4,820,000 pages (1,443.016/sec), 4,820,000 revs (1,443.016/sec)
Exception in thread "main" java.io.IOException: Invalid byte 2 of 4-byte UTF-8 sequence.
at org.mediawiki.importer.XmlDumpReader.readDump(XmlDumpReader.java:95)
at org.mediawiki.dumper.Dumper.main(Dumper.java:142)
Caused by: org.xml.sax.SAXParseException; lineNumber: 316480135; columnNumber: 287; Invalid byte 2 of 4-byte UTF-8 sequence.
at org.apache.xerces.util.ErrorHandlerWrapper.createSAXParseException(Unknown Source)
at org.apache.xerces.util.ErrorHandlerWrapper.fatalError(Unknown Source)
at org.apache.xerces.impl.XMLErrorReporter.reportError(Unknown Source)
at org.apache.xerces.impl.XMLErrorReporter.reportError(Unknown Source)
at org.apache.xerces.impl.XMLDocumentFragmentScannerImpl$FragmentContentDispatcher.dispatch(Unknown Source)
at org.apache.xerces.impl.XMLDocumentFragmentScannerImpl.scanDocument(Unknown Source)
at org.apache.xerces.parsers.XML11Configuration.parse(Unknown Source)
at org.apache.xerces.parsers.XML11Configuration.parse(Unknown Source)
at org.apache.xerces.parsers.XMLParser.parse(Unknown Source)
at org.apache.xerces.parsers.AbstractSAXParser.parse(Unknown Source)
at org.apache.xerces.jaxp.SAXParserImpl$JAXPSAXParser.parse(Unknown Source)
at org.apache.xerces.jaxp.SAXParserImpl.parse(Unknown Source)
at javax.xml.parsers.SAXParser.parse(Unknown Source)
at org.mediawiki.importer.XmlDumpReader.readDump(XmlDumpReader.java:91)
... 1 more
Caused by: org.apache.xerces.impl.io.MalformedByteSequenceException: Invalid byte 2 of 4-byte UTF-8 sequence.
at org.apache.xerces.impl.io.UTF8Reader.invalidByte(Unknown Source)
at org.apache.xerces.impl.io.UTF8Reader.read(Unknown Source)
at org.apache.xerces.impl.XMLEntityScanner.load(Unknown Source)
at org.apache.xerces.impl.XMLEntityScanner.scanContent(Unknown Source)
at org.apache.xerces.impl.XMLDocumentFragmentScannerImpl.scanContent(Unknown Source)
... 11 more

Would you be able to track down the area where the exception happens? If you could get it down even to 1000 pages that would be very helpful. A first easy step would be to download the enwiki-20170501-pages-articles<number>...bz2 files and see which of them fails.

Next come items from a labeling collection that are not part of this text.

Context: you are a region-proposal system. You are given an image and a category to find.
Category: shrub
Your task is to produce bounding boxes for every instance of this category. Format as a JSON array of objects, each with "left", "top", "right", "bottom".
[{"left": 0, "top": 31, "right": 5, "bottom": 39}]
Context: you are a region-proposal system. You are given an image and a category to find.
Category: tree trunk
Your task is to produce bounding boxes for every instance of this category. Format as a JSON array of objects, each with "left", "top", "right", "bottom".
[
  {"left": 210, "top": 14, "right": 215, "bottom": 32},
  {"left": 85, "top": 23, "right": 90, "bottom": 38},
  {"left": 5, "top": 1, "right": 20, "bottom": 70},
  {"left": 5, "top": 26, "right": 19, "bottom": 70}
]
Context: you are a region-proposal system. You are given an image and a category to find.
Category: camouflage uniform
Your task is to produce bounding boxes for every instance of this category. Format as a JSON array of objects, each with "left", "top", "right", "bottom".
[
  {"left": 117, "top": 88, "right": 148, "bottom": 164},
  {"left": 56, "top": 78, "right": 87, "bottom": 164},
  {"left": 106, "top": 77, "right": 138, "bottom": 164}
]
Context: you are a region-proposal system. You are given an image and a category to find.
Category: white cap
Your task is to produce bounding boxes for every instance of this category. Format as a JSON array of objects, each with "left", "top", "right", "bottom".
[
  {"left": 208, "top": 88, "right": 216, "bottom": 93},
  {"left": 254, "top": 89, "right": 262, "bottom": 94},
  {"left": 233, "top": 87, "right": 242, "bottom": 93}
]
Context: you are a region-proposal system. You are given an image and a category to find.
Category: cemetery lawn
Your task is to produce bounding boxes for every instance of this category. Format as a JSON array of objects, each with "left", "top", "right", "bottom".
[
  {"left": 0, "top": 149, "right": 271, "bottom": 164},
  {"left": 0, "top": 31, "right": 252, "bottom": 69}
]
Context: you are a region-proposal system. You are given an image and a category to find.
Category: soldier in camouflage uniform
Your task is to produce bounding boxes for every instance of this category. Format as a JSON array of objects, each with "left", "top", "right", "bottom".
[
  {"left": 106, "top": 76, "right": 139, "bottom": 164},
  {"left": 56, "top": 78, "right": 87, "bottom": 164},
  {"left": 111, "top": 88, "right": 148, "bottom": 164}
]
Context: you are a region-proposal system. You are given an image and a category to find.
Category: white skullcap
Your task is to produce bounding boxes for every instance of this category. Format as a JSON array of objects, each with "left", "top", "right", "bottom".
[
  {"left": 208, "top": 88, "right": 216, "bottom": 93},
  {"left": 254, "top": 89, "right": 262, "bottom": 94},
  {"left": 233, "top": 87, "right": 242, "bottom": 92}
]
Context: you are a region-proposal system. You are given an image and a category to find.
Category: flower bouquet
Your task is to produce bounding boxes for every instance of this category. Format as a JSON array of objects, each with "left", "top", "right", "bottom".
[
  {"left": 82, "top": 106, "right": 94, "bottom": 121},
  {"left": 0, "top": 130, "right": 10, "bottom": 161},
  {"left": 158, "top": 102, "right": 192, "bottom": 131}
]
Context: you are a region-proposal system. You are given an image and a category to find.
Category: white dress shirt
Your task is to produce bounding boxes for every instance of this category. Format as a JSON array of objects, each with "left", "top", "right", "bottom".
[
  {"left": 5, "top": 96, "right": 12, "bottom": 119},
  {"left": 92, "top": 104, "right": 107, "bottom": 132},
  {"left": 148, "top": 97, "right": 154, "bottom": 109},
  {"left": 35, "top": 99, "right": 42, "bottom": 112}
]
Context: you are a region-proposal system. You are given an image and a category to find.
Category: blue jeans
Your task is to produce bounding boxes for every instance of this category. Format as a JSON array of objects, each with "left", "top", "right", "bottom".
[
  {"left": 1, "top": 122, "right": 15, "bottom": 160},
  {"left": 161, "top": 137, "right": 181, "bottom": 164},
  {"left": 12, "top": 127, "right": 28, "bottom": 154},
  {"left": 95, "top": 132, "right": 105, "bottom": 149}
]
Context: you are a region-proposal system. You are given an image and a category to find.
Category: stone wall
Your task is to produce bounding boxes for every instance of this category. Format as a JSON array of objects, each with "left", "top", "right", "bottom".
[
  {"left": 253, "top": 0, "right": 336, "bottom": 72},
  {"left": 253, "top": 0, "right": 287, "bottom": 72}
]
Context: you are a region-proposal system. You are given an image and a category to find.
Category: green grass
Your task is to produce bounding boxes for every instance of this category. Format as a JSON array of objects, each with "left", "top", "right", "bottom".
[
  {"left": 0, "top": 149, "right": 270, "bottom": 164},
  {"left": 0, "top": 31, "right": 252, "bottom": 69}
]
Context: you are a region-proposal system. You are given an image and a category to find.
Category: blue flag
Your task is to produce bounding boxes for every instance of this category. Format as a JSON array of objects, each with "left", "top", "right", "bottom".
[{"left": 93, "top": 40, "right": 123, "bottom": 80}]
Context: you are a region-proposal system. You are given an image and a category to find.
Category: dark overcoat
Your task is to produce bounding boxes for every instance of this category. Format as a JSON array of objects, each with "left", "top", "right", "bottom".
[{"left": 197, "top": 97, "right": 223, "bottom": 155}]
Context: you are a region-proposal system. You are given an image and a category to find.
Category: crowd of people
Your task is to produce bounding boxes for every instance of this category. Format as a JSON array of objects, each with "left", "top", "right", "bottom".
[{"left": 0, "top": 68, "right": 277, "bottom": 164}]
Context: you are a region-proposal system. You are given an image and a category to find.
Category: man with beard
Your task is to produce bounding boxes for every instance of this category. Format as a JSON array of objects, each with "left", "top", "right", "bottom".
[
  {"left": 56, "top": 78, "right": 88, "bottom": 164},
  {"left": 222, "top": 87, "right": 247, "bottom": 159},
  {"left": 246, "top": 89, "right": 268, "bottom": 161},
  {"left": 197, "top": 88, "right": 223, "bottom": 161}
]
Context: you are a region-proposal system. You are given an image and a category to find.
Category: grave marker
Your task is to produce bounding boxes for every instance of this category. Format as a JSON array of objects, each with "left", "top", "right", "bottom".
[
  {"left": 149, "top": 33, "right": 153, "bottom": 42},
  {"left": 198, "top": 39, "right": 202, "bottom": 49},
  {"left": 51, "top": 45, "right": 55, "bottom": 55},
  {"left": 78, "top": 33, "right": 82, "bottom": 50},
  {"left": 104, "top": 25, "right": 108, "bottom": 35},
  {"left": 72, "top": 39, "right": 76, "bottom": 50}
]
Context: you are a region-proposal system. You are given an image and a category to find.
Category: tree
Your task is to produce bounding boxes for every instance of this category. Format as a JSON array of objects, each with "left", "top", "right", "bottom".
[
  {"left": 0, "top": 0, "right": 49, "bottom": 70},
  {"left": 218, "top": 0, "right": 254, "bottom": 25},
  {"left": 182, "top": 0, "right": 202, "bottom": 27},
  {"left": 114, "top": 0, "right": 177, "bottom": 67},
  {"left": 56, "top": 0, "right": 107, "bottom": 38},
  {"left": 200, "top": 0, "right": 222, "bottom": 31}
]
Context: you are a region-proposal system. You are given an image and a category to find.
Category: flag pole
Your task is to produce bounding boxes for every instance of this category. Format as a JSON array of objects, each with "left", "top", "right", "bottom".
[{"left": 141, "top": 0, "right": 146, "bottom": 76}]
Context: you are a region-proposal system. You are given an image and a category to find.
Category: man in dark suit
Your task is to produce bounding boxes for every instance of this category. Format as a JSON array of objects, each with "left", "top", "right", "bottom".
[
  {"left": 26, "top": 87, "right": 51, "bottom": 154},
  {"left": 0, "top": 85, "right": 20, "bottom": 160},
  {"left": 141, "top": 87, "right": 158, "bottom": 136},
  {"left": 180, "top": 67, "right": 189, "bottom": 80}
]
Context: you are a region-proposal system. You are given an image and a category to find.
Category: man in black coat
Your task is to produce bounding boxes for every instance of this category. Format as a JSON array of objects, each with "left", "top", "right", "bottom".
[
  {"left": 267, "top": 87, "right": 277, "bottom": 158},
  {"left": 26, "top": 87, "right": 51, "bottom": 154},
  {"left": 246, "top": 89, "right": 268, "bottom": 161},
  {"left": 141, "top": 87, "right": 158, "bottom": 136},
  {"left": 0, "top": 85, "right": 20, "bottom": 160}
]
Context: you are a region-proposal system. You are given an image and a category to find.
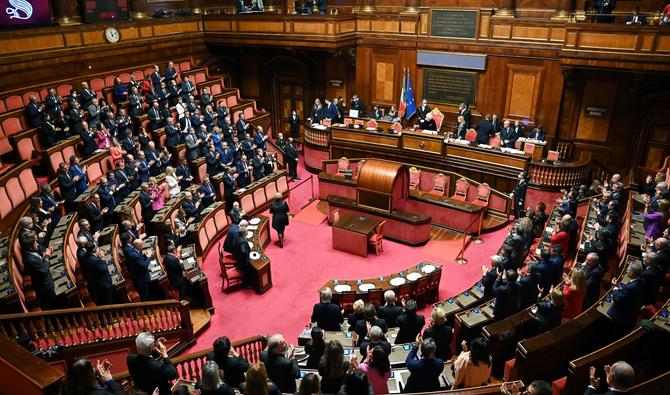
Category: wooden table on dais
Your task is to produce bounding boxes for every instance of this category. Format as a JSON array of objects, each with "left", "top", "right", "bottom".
[{"left": 332, "top": 213, "right": 381, "bottom": 256}]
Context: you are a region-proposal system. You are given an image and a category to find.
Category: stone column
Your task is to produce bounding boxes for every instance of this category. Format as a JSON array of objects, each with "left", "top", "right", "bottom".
[
  {"left": 130, "top": 0, "right": 148, "bottom": 19},
  {"left": 494, "top": 0, "right": 516, "bottom": 18},
  {"left": 551, "top": 0, "right": 575, "bottom": 21}
]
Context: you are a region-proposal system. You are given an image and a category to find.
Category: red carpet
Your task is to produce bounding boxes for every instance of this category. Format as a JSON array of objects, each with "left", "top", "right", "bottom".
[
  {"left": 421, "top": 236, "right": 471, "bottom": 262},
  {"left": 293, "top": 200, "right": 328, "bottom": 226}
]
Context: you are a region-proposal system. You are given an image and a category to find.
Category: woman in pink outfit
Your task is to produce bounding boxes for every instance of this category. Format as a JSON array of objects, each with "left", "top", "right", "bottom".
[{"left": 358, "top": 346, "right": 391, "bottom": 394}]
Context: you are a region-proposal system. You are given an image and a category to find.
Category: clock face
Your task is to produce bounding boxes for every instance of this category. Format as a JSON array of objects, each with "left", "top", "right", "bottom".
[{"left": 105, "top": 27, "right": 121, "bottom": 43}]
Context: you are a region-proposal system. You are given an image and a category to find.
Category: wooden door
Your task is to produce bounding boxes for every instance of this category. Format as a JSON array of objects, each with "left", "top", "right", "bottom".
[{"left": 273, "top": 74, "right": 309, "bottom": 138}]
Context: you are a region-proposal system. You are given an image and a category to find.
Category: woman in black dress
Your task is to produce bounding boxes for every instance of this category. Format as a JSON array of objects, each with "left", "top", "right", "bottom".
[{"left": 270, "top": 192, "right": 288, "bottom": 248}]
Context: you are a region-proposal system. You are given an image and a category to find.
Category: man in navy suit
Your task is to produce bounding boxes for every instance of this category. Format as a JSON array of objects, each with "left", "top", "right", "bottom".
[
  {"left": 493, "top": 270, "right": 519, "bottom": 320},
  {"left": 121, "top": 233, "right": 151, "bottom": 302},
  {"left": 403, "top": 338, "right": 444, "bottom": 393},
  {"left": 607, "top": 262, "right": 645, "bottom": 332},
  {"left": 198, "top": 174, "right": 216, "bottom": 209},
  {"left": 500, "top": 119, "right": 517, "bottom": 148},
  {"left": 235, "top": 154, "right": 251, "bottom": 188},
  {"left": 311, "top": 288, "right": 344, "bottom": 331}
]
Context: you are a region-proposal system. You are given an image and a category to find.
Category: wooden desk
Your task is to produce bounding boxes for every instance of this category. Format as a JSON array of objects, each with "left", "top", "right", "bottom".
[
  {"left": 247, "top": 215, "right": 272, "bottom": 294},
  {"left": 332, "top": 213, "right": 381, "bottom": 256}
]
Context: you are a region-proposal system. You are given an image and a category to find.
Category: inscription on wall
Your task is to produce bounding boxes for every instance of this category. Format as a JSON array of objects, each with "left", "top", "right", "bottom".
[
  {"left": 423, "top": 68, "right": 479, "bottom": 106},
  {"left": 430, "top": 10, "right": 479, "bottom": 39}
]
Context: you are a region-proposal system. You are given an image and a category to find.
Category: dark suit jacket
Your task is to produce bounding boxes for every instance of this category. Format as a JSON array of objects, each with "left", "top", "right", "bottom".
[
  {"left": 493, "top": 279, "right": 519, "bottom": 320},
  {"left": 395, "top": 312, "right": 426, "bottom": 344},
  {"left": 207, "top": 351, "right": 249, "bottom": 388},
  {"left": 163, "top": 254, "right": 186, "bottom": 290},
  {"left": 122, "top": 244, "right": 153, "bottom": 288},
  {"left": 23, "top": 252, "right": 56, "bottom": 306},
  {"left": 312, "top": 303, "right": 344, "bottom": 331},
  {"left": 403, "top": 346, "right": 444, "bottom": 393},
  {"left": 607, "top": 279, "right": 645, "bottom": 325},
  {"left": 423, "top": 323, "right": 453, "bottom": 361},
  {"left": 475, "top": 119, "right": 495, "bottom": 144},
  {"left": 377, "top": 305, "right": 402, "bottom": 328},
  {"left": 58, "top": 172, "right": 77, "bottom": 202},
  {"left": 261, "top": 351, "right": 300, "bottom": 394},
  {"left": 126, "top": 354, "right": 177, "bottom": 395}
]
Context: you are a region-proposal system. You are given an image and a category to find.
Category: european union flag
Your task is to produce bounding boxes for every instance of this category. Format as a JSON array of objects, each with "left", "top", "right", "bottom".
[{"left": 405, "top": 70, "right": 416, "bottom": 119}]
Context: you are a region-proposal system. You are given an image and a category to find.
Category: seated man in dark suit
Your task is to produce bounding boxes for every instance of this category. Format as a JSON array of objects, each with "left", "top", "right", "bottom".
[
  {"left": 584, "top": 361, "right": 635, "bottom": 395},
  {"left": 207, "top": 336, "right": 249, "bottom": 389},
  {"left": 359, "top": 326, "right": 392, "bottom": 355},
  {"left": 261, "top": 335, "right": 300, "bottom": 394},
  {"left": 80, "top": 242, "right": 116, "bottom": 306},
  {"left": 163, "top": 244, "right": 188, "bottom": 300},
  {"left": 350, "top": 303, "right": 388, "bottom": 345},
  {"left": 311, "top": 288, "right": 344, "bottom": 331},
  {"left": 607, "top": 262, "right": 644, "bottom": 333},
  {"left": 583, "top": 252, "right": 604, "bottom": 310},
  {"left": 23, "top": 239, "right": 57, "bottom": 310},
  {"left": 228, "top": 202, "right": 247, "bottom": 224},
  {"left": 475, "top": 114, "right": 495, "bottom": 144},
  {"left": 493, "top": 270, "right": 519, "bottom": 320},
  {"left": 127, "top": 332, "right": 177, "bottom": 395},
  {"left": 121, "top": 233, "right": 151, "bottom": 302},
  {"left": 395, "top": 299, "right": 426, "bottom": 344},
  {"left": 481, "top": 255, "right": 503, "bottom": 300},
  {"left": 377, "top": 290, "right": 402, "bottom": 328},
  {"left": 403, "top": 338, "right": 444, "bottom": 393}
]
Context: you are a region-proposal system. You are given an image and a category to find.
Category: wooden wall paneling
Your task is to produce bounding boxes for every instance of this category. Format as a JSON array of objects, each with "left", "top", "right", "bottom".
[
  {"left": 575, "top": 81, "right": 618, "bottom": 142},
  {"left": 504, "top": 64, "right": 545, "bottom": 125}
]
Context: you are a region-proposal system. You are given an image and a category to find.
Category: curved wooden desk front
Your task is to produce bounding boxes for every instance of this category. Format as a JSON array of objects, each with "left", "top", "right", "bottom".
[
  {"left": 247, "top": 215, "right": 272, "bottom": 294},
  {"left": 319, "top": 261, "right": 442, "bottom": 302}
]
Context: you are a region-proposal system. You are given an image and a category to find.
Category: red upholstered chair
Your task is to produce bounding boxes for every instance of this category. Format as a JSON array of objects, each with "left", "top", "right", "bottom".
[
  {"left": 430, "top": 173, "right": 447, "bottom": 196},
  {"left": 472, "top": 182, "right": 491, "bottom": 207},
  {"left": 5, "top": 95, "right": 23, "bottom": 111},
  {"left": 431, "top": 107, "right": 444, "bottom": 130},
  {"left": 328, "top": 209, "right": 340, "bottom": 225},
  {"left": 368, "top": 221, "right": 386, "bottom": 255},
  {"left": 337, "top": 156, "right": 351, "bottom": 176},
  {"left": 409, "top": 166, "right": 420, "bottom": 193},
  {"left": 451, "top": 178, "right": 470, "bottom": 201},
  {"left": 368, "top": 288, "right": 384, "bottom": 309},
  {"left": 489, "top": 135, "right": 500, "bottom": 147},
  {"left": 465, "top": 129, "right": 477, "bottom": 141}
]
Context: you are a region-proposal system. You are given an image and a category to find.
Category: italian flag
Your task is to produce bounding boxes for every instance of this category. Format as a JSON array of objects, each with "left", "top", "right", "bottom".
[{"left": 398, "top": 68, "right": 407, "bottom": 119}]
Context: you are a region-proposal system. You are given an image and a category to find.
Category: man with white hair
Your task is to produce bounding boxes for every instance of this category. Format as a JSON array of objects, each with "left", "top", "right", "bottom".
[
  {"left": 377, "top": 289, "right": 402, "bottom": 328},
  {"left": 126, "top": 332, "right": 177, "bottom": 395},
  {"left": 584, "top": 361, "right": 635, "bottom": 395},
  {"left": 261, "top": 334, "right": 300, "bottom": 394},
  {"left": 312, "top": 288, "right": 344, "bottom": 331}
]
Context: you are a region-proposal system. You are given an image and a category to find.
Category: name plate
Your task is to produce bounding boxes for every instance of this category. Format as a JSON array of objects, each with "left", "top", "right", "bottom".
[
  {"left": 423, "top": 67, "right": 479, "bottom": 107},
  {"left": 430, "top": 10, "right": 479, "bottom": 39}
]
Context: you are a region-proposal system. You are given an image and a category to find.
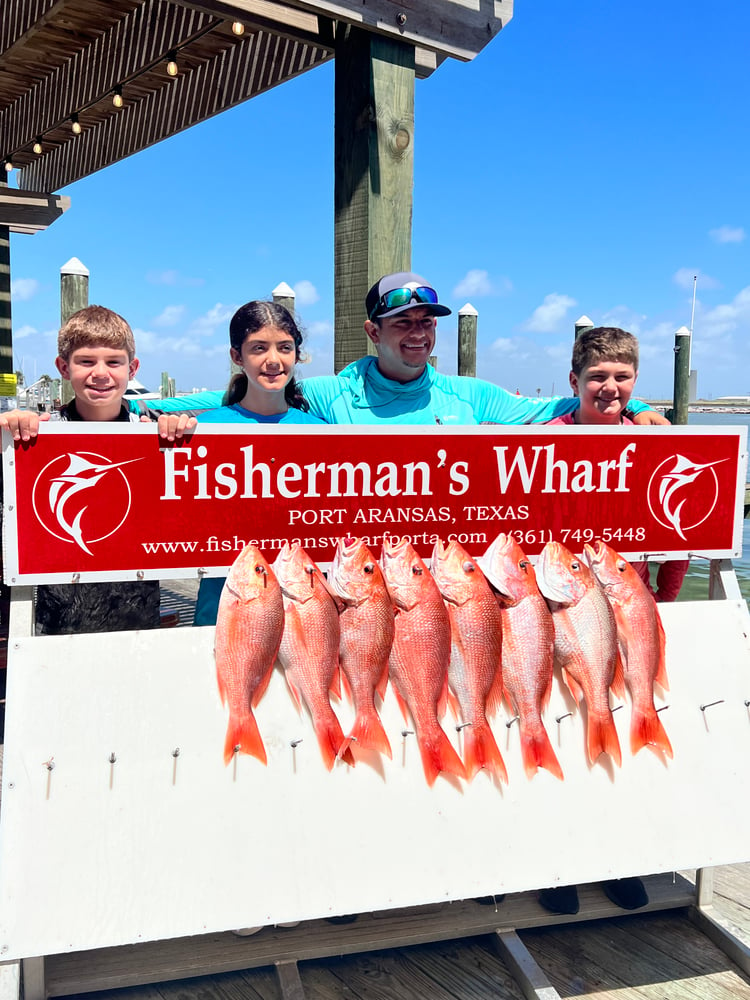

Aklapper changed the task status from Open to Stalled.Jan 10 2018, 12:28 PM

Would you be able to track down the area where the exception happens?

@DianaArq: Could you answer that question, please?

Unfortunately closing this Phabricator task as no further information has been provided.

@DianaArq: After you have provided the information asked for and if this still happens, please set the status of this task back to "Open" via the Add Action...Change Status dropdown. Thanks!